Zoom access link will be provided after registration.
This presentation surveys efforts to symbolize Japan’s putative re-emergence as a global power, from the 2018 plans to commemorate the 150th anniversary of the Meiji Restoration through the as-yet-uncertain 2020 Tokyo Olympics. It focuses in particular on the rhetoric of a Japanese comeback, particularly under Prime Minister Abe’s cabinets, and on mediated representations of the collective agency that Japan supposedly once had and that is in the process of reconstructing. By drawing from recent theoretical work by Sianne Ngai, Jelena Subotic, Ayse Zarakol, and Lauren Berlant, this presentation inquires about the affective dimensions of historical representation, and identifies risks that failures of spectacle, whether because of unexpected political contestation (as in the Meiji commemoration) or of bad epidemiological luck (as in the Tokyo 2020 Summer Olympic Games), lay bare the gimmicky nature of political rhetoric.
David Leheny (PhD, Government, Cornell University) is Professor in the Graduate School of Asia-Pacific Studies at Waseda University.
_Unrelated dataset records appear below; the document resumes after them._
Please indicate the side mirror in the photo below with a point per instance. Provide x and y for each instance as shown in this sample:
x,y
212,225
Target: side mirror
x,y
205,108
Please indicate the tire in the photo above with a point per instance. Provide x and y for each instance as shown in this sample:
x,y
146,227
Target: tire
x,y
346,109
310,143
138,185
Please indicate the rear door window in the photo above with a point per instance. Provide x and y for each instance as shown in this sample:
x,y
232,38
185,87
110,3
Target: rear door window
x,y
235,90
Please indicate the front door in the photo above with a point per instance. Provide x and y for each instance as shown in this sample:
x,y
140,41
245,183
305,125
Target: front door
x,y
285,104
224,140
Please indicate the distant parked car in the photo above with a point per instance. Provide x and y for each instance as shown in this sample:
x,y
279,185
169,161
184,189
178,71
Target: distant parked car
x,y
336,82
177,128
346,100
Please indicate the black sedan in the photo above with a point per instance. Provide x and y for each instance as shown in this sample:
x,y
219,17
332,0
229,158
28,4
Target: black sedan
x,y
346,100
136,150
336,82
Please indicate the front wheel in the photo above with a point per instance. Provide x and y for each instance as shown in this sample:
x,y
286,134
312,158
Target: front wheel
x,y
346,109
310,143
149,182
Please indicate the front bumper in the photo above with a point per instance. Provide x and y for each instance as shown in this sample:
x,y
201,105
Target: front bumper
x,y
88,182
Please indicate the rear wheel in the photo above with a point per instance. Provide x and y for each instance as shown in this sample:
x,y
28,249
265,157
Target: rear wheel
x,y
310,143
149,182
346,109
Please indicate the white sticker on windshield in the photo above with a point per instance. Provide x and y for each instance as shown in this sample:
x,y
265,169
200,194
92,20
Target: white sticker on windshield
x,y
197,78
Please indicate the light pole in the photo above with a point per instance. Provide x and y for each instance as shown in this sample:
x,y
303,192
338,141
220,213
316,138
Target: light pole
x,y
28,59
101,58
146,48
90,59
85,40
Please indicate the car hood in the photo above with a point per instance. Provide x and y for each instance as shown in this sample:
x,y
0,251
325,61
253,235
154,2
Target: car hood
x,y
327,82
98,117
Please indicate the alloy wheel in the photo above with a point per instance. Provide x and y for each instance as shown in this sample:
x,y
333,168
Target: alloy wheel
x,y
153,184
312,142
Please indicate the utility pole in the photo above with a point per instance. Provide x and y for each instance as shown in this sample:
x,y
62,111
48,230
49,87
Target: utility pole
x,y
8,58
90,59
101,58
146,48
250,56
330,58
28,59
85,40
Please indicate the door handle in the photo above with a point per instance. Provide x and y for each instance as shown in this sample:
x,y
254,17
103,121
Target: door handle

He previously held the Henry Wendt III ’55 Chair in Contemporary East Asian Studies at Princeton University, where he was Professor of East Asian Studies. Among his books are Empire of Hope: The Sentimental Politics of Japanese Decline (2018), Think Global, Fear Local: Sex, Violence, and Anxiety in Contemporary Japan (2006), and The Rules of Play: National Identity and the Shaping of Japanese Leisure (2003), all published by Cornell University Press.